In the present study we evaluated the efficacy and safety of percutaneous US-guided hydrodilation of fibro-adhesive bursitis in a group of patients attending our outpatient clinic for painful shoulder followed by a rehabilitation program. In both groups was documented a significant improvement of symptoms after the treatment, however in the group treated with the percutaneous US-guided approach a higher and more rapid reduction of symptoms was achieved; moreover, in this group there was not any need for retreatment. Conversely, in the group of patients treated via blind approach was often required a retreatment, thus testifying, as already documented by other authors [9, 10], that US-guided procedures act superiorly than those blindly conducted. In this context, performing less invasive manoeuvres mean that patients must attend fewer visits with the physicians and, more importantly, that the lower number of injections may reduce the risk of complications, such as infections. Moreover, the higher rate of retreatment in the blind technique group testify that it is impossible to obtain the same results as via US-guidance that allows to fully detach the thickened bursal walls thus obtaining a better clinical result. The need for a rehabilitation plan for the painful shoulder represent an important adjunct in the clinical management of such conditions and it represent the basis to succeed while dealing with these patients.
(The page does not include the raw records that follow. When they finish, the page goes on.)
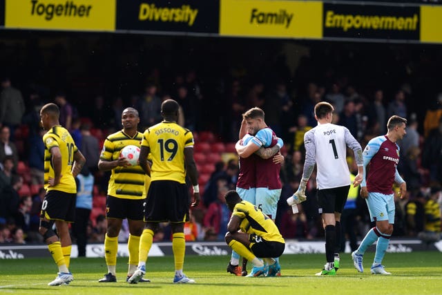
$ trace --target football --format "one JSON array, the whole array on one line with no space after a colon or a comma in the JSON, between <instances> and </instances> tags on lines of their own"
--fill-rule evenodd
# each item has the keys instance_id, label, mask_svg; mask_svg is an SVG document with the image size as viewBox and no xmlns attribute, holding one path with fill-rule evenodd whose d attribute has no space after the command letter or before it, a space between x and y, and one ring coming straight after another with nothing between
<instances>
[{"instance_id":1,"label":"football","mask_svg":"<svg viewBox=\"0 0 442 295\"><path fill-rule=\"evenodd\" d=\"M126 146L122 149L119 155L126 158L130 166L137 166L140 158L140 148L133 145Z\"/></svg>"}]
</instances>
Nevertheless, from our point of view, treating such conditions with the sole physiotherapy and physical therapy may have led to a longer rehabilitative program and rehabilitation, thus leading to a higher economic burden for the patient and to a slower quality of life restoration.

Study limitations

This paper has some limitations since there was a lack of randomization, moreover this is the first paper that describes the condition of fibro-adhesive bursitis which has been individuated by the experience of the authors as musculoskeletal sonographers. It is possible that fibro-adhesive bursitis also occurs in patients with a thickness less than 1.5 mm, however, in this study we focused on patients with symptomatic bursal thickening that was certainly pathological.

Conclusions

The US-guided percutaneous SACB hydrodilation represent a safe and valid tool in the every-day scenario for patients with symptoms and US-findings suggestive of fibro-adhesive bursitis (walls thicker than 1.5 mm) and it should be preferred over blind corticosteroid injections since it requires fewer invasive manoeuvres.